Robe, tablier, jupon, chaussettes hautes, serre-tête à dentelle,… elles vous accueillent avec un お帰りなさいませ、ご主人様 !; « Okaerinasaimase, Goshujinsama », qui peut-être traduit par « Bienvenue, maître », parce que dans un maid café, le client est littéralement roi: on l’appelle maître et il est traité comme tel.

Il est évident que ce concept vise un public bien particulier, mais même si les « otaku » sont les premiers concernés, les femmes, qu’on appelle alors Ojousama, sont les bienvenues.

Certains s’écriront « glauque! », et je serais un peu obligée de leur donner raison. Il y a beau ne rien à voir d’explicitement sexuel dans le concept et son exécution, c’est quand même un sacré truc de fétichiste!, et qui cultive cette image de la femme qui se doit d’être pure et soumise. Et il y en a pour tous les fétichistes.

Dans certains maid cafés, les serveuses jouent les « imouto », les petites-sœurs, le client n’est plus « maître » mais « onii-sama ». D’autres ont des events « tsundere », où les serveuses maltraitent et insultent les clients.
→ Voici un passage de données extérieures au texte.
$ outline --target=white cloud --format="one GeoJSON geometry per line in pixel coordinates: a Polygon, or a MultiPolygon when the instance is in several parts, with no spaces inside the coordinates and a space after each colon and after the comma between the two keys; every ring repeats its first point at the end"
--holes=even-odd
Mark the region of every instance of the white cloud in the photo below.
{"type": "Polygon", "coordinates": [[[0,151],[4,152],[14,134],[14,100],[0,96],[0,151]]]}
Si vous n’êtes pas fans des soubrettes, on retrouve pas mal de « butler cafes », où les servants sont remplacées par des majordomes. Il y a un maid café où la particularité des serveuses est qu’elles sont rondes ! Dans les cafés « dansou », les serveuses se travestissent et jouent les majordomes.

Pensez à n’importe quel fétiche, et je vous assure qu’il a été tourné en maid café, ou au moins en event dans un maid café. Des serveuses qui vous massent ? Fait. Des serveuses qui vous donnent la petite cuillère ? Ca existe. Des serveuses en uniforme scolaire qui vous appellent « senpai » ? Bien sûr. Maids à lunettes ? C’est une évidence.

Et je vous prie de croire que ces endroits dégoulinent de kawaii, on peut y commander toutes sortes de plats et de boissons, et tous sont joliment présentés, arrangés de la façon la plus mignonne possible, tant et si bien que même le nom est niais et gênant à commander. Le plat le plus populaire, c’est « l’omuraisu », l’omette de riz sur lesquelles les maids proposent de vous écrire un petit message au ketchup…

Et on ne s’arrête évidemment pas à servir des plats: les prestations proposées varient en fonction des établissements mais on trouve vraiment de tout. Certains font dans l’iyashi-kei, tout ce qui touche à la relaxation, et d’autres dans l’entertainement-kei, donc tout ce qui est divertissement. Vous pouvez vous retrouver à jouer à jan-ken-pon (pierre-feuille-ciseaux), ou vous faire curer les oreilles (je n’invente rien) en fonction de l’établissement.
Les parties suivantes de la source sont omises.